Drugs for treatment of very high blood pressure during pregnancy

Pregnant women with very high blood pressure (hypertension) can reduce their blood pressure with antihypertensive drugs, but the most effective antihypertensive drug during pregnancy is unknown. The aim of antihypertensive therapy is to lower blood pressure quickly but safely for both the mother and her baby, avoiding sudden drops in blood pressure that can cause dizziness or fetal distress.
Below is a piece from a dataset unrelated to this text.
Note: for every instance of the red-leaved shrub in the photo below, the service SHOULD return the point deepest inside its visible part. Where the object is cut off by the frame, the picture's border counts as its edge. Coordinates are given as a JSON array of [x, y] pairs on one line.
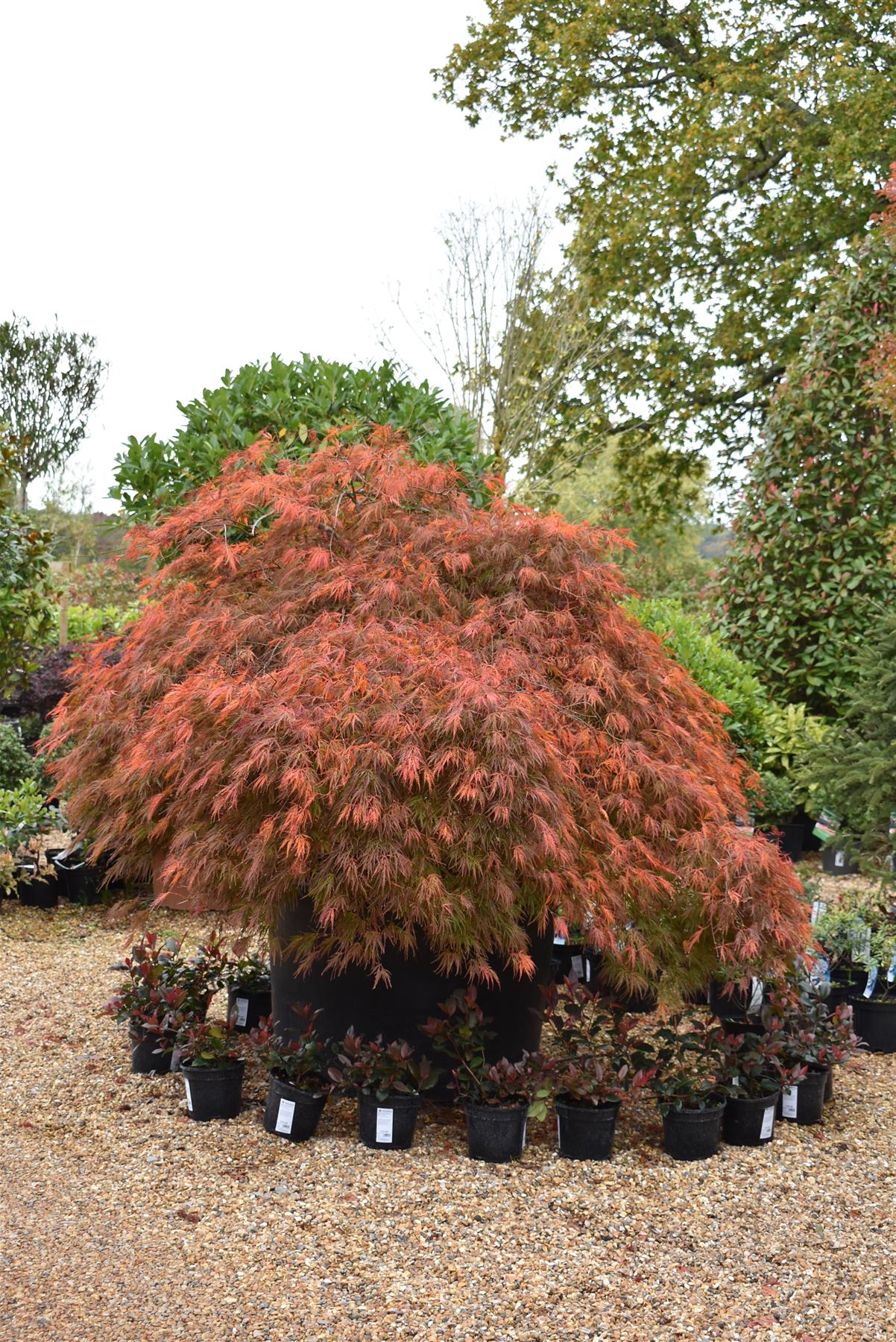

During pregnancy, a woman's blood pressure falls in the first few weeks then rises again slowly from around the middle of pregnancy, reaching pre-pregnancy levels at term. Pregnant women with very high blood pressure (systolic over 160 mmHg, diastolic 110 mmHg or more) are at risk of developing pre-eclampsia with associated kidney failure and premature delivery, or of having a stroke. The review of 35 randomised controlled trials including 3573 women (in the mid to late stages of pregnancy, where stated) found that while antihypertensive drugs are effective in lowering blood pressure, there is not enough evidence to show which drug is the most effective. Fifteen different comparisons of antihypertensive treatments were included in these 35 trials, which meant that some comparisons were made by single trials. Only one trial had a large number of participants. This trial compared nimodipine with magnesium sulphate and showed that high blood pressure persisted in 47% and 65% of women, respectively. Calcium channel blockers were associated with less persistent hypertension than with hydralazine and possibly less side-effects compared to labetalol. There is some evidence that diazoxide may result in a woman's blood pressure falling too quickly, and that ketanserin may not be as effective as hydralazine. Further research into the effects of antihypertensive drugs during pregnancy is needed.

Authors' conclusions: 

Until better evidence is available the choice of antihypertensive should depend on the clinician's experience and familiarity with a particular drug; on what is known about adverse effects; and on women's preferences. Exceptions are nimodipine, magnesium sulphate (although this is indicated for women who require an anticonvulsant for prevention or treatment of eclampsia), diazoxide and ketanserin, which are probably best avoided.

Read the full abstract...

Very high blood pressure during pregnancy poses a serious threat to women and their babies. The aim of antihypertensive therapy is to lower blood pressure quickly but safety, to avoid complications. Antihypertensive drugs lower blood pressure but their comparative effectiveness and safety, and impact on other substantive outcomes is uncertain.


To compare different antihypertensive drugs for very high blood pressure during pregnancy.

Search strategy: 

We searched the Cochrane Pregnancy and Childbirth Group Trials Register (9 January 2013).

Selection criteria: 

Studies were randomised trials. Participants were women with severe hypertension during pregnancy. Interventions were comparisons of one antihypertensive drug with another.

Data collection and analysis: 

Two review authors independently assessed trials for inclusion and assessed trial quality. Two review authors extracted data and checked them for accuracy.

Main results: 

Thirty-five trials (3573 women) with 15 comparisons were included. Women allocated calcium channel blockers were less likely to have persistent high blood pressure compared to those allocated hydralazine (six trials, 313 women; 8% versus 22%; risk ratio (RR) 0.37, 95% confidence interval (CI) 0.21 to 0.66). Ketanserin was associated with more persistent high blood pressure than hydralazine (three trials, 180 women; 27% versus 6%; RR 4.79, 95% CI 1.95 to 11.73), but fewer side-effects (three trials, 120 women; RR 0.32, 95% CI 0.19 to 0.53) and a lower risk of HELLP (haemolysis, elevated liver enzymes and lowered platelets) syndrome (one trial, 44 women; RR 0.20, 95% CI 0.05 to 0.81).

Labetalol was associated with a lower risk of hypotension compared to diazoxide (one trial 90 women; RR 0.06, 95% CI 0.00 to 0.99) and a lower risk of caesarean section (RR 0.43, 95% CI 0.18 to 1.02), although both were borderline for statistical significance.

Both nimodipine and magnesium sulphate were associated with a high incidence of persistent high blood pressure, but this risk was lower for nimodipine compared to magnesium sulphate (one trial, 1650 women; 47% versus 65%; RR 0.84, 95% CI 0.76 to 0.93). Nimodipine was associated with a lower risk of respiratory difficulties (RR 0.28, 95% CI 0.08 to 0.99), fewer side-effects (RR 0.68, 95% CI 0.55 to 0.85) and less postpartum haemorrhage (RR 0.41, 95% CI 0.18 to 0.92) than magnesium sulphate. Stillbirths and neonatal deaths were not reported.

There are insufficient data for reliable conclusions about the comparative effects of any other drugs.